Benjamin Goller kommt leihweise zum SVD. Der 22-Jährige Flügelspieler kennt die 2. Bundesliga aufgrund seiner letztjährigen Spielzeit beim Karlsruher SC. Sein Stammverein ist allerdings Werder Bremen, der ihm einen weiteren Reifeprozess bei einem anderen Klub gönnen will. Der gebürtige Württemberger wurde bei den Stuttgarter Kickers und in der Schalker Knappenschmiede ausgebildet. Seinen zehn Bundesliga-Einsätzen für Werder fügte er in Karlsruhe 27 Partien im Unterhaus hinzu. Im Verlauf der letzten Saison durfte er bei den Badenern als Stammkraft gelten. Ich befrage Jörn zu Goller. Er ist jahrzehntelanger KSC-Fan und hat mehrere Jahre in der Medienabteilung des FC St. Pauli gearbeitet hat.
Jörn, der KSC hätte die Leihe mit Benjamin Goller gerne verlängert, nun kommt er nach Darmstadt. Als ich dich für unser Gespräch angefragt habe, hast Du gleich geschrieben „Guter Mann“. Was kann er einem Spiel geben?
Unruhe! Und das meine ich durchweg positiv. Mit und gegen den Ball sorgt er beim Gegner für Stress. Man könnte allerdings auch das Wort „Dynamik“ verwenden.
Gehen wir doch mal ins Detail: Goller ist Außenspieler. Die sollten schnell, durchsetzungsfähig, aber auch technisch versiert sein. Wie schneidet Goller für dich in diesen Kategorien ab?
Grundsätzlich sehr gut! Goller ist definitiv schnell und dribbelfreudig. Wenn er einmal im Flow ist, kann man ihn nur schwer stoppen.
KSC-Sportchef Oliver Kreuzer hob einmal Gollers Anlaufverhalten hervor. Du hast eingangs den Stress genannt, den er bei den Gegnern verursacht. Pressing kann er also?
Ja, da muss ich meinem Namensvetter absolut recht geben. Das Anlaufverhalten fand ich letzte Saison immer sehr gut. Das ging schon am ersten Spieltag in Hannover mit einem „Aha“-Erlebnis los. Unser KSC läuft den Gegner auswärts früh an. Wow. Das hatte ich schon länger nicht mehr erlebt. Bei der Defensivarbeit in der eigenen Hälfte hat er aber noch ein bisschen Luft nach oben.

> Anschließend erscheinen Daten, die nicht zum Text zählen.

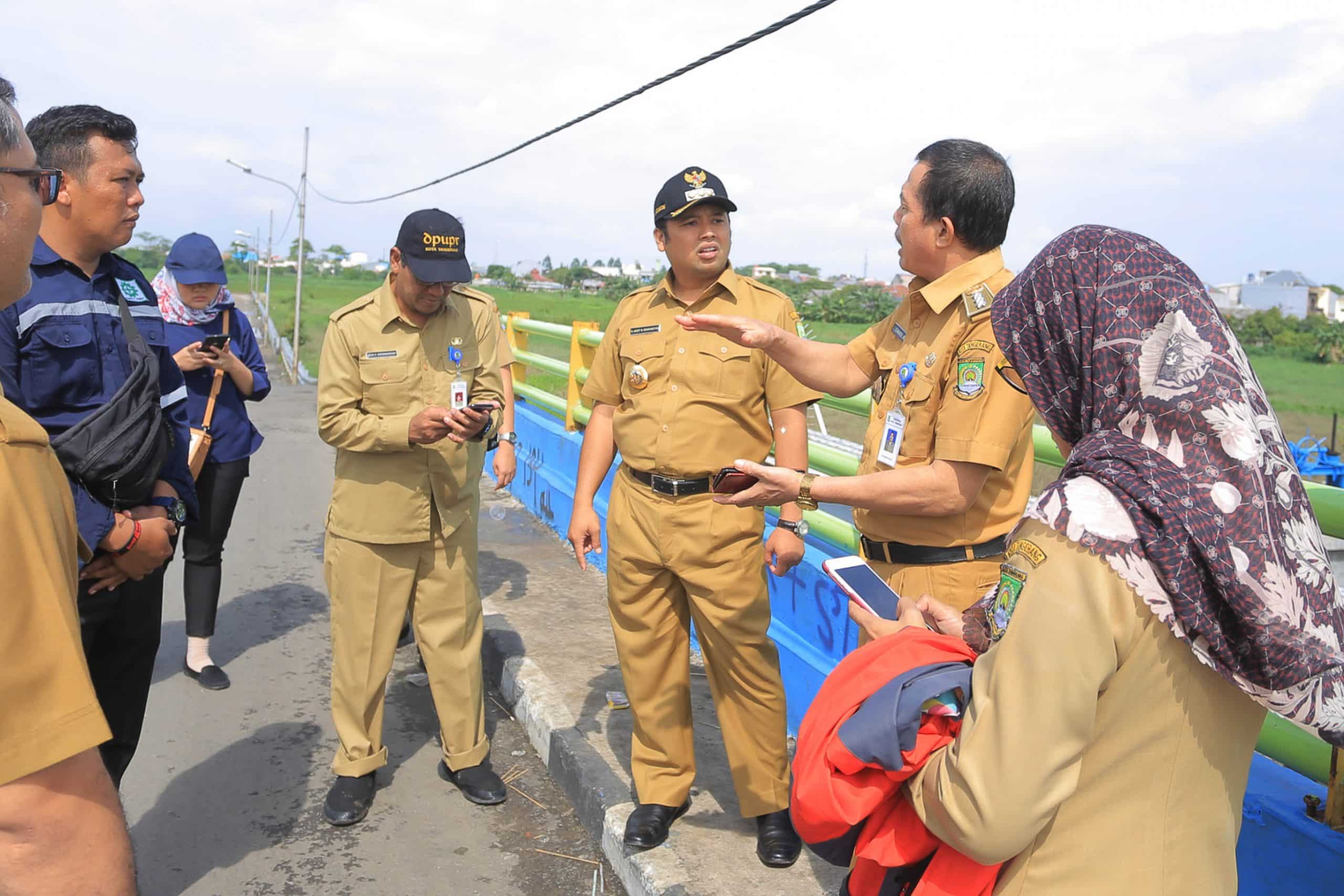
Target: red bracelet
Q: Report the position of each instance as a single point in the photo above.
(135, 536)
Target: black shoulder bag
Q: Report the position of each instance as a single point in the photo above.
(118, 452)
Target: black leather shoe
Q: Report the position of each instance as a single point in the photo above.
(210, 678)
(478, 784)
(649, 823)
(779, 844)
(349, 800)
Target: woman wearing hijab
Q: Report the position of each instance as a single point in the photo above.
(1163, 593)
(197, 304)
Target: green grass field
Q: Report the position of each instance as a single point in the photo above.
(1304, 394)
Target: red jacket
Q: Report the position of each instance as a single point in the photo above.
(850, 806)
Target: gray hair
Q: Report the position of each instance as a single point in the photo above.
(10, 124)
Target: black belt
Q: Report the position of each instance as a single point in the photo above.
(916, 554)
(670, 486)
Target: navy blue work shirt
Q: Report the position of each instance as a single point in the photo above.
(64, 355)
(232, 431)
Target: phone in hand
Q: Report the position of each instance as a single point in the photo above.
(730, 480)
(863, 585)
(215, 343)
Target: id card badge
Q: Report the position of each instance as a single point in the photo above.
(891, 434)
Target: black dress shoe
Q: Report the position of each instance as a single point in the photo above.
(779, 844)
(349, 800)
(210, 678)
(648, 824)
(478, 784)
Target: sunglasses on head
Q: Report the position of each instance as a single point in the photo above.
(46, 182)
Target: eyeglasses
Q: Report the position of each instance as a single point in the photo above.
(46, 182)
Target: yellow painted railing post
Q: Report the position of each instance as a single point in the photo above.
(581, 359)
(517, 340)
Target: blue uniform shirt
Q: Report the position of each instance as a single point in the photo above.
(233, 436)
(64, 355)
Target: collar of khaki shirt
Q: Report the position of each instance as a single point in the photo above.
(389, 311)
(729, 284)
(948, 288)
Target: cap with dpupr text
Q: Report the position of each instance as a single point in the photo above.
(433, 245)
(689, 188)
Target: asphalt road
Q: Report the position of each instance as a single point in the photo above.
(225, 794)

Das Portal „whoscored“ vermerkt, dass Goller oft gefoult werde. Der KSC war in der letzten Saison stark bei Standards. Waren die Fouls an Goller häufiger Ausgangspunkt für aussichtsreiche Freistöße?
Definitiv. Und ich finde es schön, dass eine Statistik meinen subjektiven Eindruck bestätigt. Benni hat gefühlt in jedem Spiel eine Gelbe Karte bzw. Freistöße gezogen. Gut erinnere mich an den 19. Spieltag. Auswärtsspiel in Bochum. Da musste Maxim Leitsch schon nach 15 Minuten „hinlangen“ und hat den Gelben Karton gesehen. Generell fand ich es gut, dass Goller in den Spielen immer wieder das Dribbling gesucht hat, mutig geblieben ist. Das hat vielleicht in der einen oder anderen Situation nicht geklappt, aber sehr oft wussten sich die Gegenspieler dann nur mit Foul zu helfen.
Wo ist er dahingegen weniger gut?
Jetzt kommt ein Klassiker bei einem jungen Spieler: Generell würde ihm noch ein bisschen Abgeklärtheit guttun, aber die kommt ja automatisch mit der Erfahrung. Manchmal war er vor allem im Strafraum zu überhastet. Da hätte es bessere Lösungen gegeben. Außerdem müsste er vielleicht noch ein bisschen robuster werden, dann werden auch die Spiele weniger, in denen er gar nicht groß aufgefallen ist. Aber Leistungsschwankungen sind bei einem jungen Spieler völlig normal. Und an den Dingen, die ich hier anspreche, kann man gut arbeiten: Benni Goller ist sehr lernwillig und hat offensichtlich viel angenommen, was ihm Trainer Christian Eichner mitgegeben hat, gerade im Bezug auf seine mutige Spielweise. Er hat großes Potential, das er letzte Saison schon sehr oft zeigen konnte.
War Goller für dich somit ein wesentlicher Faktor für die alles in allem positive Saison beim KSC?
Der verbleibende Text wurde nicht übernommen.